Just because the Olympics acknowledged the existence of twitter and Facebook does not mean the Games were “social.” We shouldn’t award any medals for social innovation.
Let’s take a look at some of the numbers found across the internet:
- 219.4 million network tv viewers
- 2 billion page views of NBC Olympic coverage
- 159 million video streams of coverage
- 8.8 million tickets sold to the Games
- 10,507 Olympic athletes
If you solely looked at the people who watched from seats at the Games, they would have to tweet about 17 times each to reach the total number of tweets. If I was sitting there, I’d tweet a heck of a lot more, but that doesn’t even factor in the 219.9 million TV viewers, or the 159 million online views.
Now factor in all the people that watched the Olympics on network TV and streaming video, that’s 2.5 tweets per viewer over two entire weeks. This doesn’t factor in the 2 billion page views to NBC’s site, or any of the other channels people found to see and talk about the games.

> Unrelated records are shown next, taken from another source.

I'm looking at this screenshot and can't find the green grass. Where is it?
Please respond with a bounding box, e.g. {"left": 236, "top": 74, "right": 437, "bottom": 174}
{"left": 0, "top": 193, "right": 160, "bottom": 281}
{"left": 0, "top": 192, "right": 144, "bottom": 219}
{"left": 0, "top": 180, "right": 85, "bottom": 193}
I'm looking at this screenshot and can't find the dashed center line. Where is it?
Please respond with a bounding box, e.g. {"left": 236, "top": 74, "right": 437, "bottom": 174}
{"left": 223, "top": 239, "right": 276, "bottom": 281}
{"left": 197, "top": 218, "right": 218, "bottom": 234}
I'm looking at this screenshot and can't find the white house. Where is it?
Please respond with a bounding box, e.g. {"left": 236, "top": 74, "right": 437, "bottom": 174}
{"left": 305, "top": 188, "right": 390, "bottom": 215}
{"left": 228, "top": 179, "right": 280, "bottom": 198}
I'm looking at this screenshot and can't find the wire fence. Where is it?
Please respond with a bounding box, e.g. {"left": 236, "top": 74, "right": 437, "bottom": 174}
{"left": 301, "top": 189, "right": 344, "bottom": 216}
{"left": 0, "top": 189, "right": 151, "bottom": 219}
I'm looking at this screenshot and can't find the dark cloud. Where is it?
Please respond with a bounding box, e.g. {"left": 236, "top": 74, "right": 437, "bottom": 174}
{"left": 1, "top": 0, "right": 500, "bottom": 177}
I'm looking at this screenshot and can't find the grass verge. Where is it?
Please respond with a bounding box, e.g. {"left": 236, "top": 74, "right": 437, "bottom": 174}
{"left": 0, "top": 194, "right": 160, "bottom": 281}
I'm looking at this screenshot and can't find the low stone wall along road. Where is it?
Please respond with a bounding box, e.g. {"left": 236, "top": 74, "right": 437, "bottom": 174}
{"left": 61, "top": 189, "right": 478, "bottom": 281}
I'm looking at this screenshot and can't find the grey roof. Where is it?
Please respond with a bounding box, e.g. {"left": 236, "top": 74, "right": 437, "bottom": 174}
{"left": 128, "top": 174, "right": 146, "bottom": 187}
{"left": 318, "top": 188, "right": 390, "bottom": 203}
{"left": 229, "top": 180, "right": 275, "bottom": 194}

This is an extremely low number.
In comparison, the MTV Video Music Awards (the one in which Beyonce’s baby bump took top billing), garnered over 10 million tweets for 12 million viewers. That’s a social event!
The Olympics did nothing well to foster cool content about the games, there should’ve been more structure and a format for people to talk about their favorite events and athletes.. All conversation about social media dealt with the number of Twitter followers and Likes an athlete had. There was no conversation about what the athletes were actually saying.
And this is the point that makes me worried about social in general – there is a real lack of innovation to build interesting features and get people to communicate across the world about the games. More than just low numbers, a real opportunitiy was lost.
One Golden Idea: Photo Aggregation
There was a great interview with the photographer Chang Lee in the NYT that captures both the difficulty of his craft and the opportunity that exists for crowd participation.
Setting up for Usain Bolt’s race, it took: “about four hours. I had three cases of gear with me…There were nine runners, and out of them, seven were possible gold-medal winners. So, do I go tight on two or three? Or do I want to shoot a wider angle and have four or seven or nine? … You never know, and in a split-second decision, you can’t really get everything.”
This seems incredibly challenging, especially given the fact that there were over a hundred thousand amateur photographers (aka fans w/ phones) at the race. So wouldn’t it be great if there was an aggregator that took all photos from that one race and created a mosaic of the different angles and hundreds of different story lines that occurring at the same time?
It’s technologically possible, and way more engaging than putting all the pressure on a few professionals.
And these user photos just highlight the talent of photographers like Chang W. Lee. He would still capture moments like this:
I was also struck by his photos of the long tail sports. This is my once-in-every-four-year chance to watch world class handball.
Photos like these make me want to! So let me easily see more handball photos from people who are there.
Apparently the tape delay helps ratings. So wouldn’t it help ratings even more if Twitter was on fire with commentary throughout the day, providing a place for those less mainstream sports to be talked about as well?
We missed out on a truly global conversation. It’s time to return home and start training for 2016.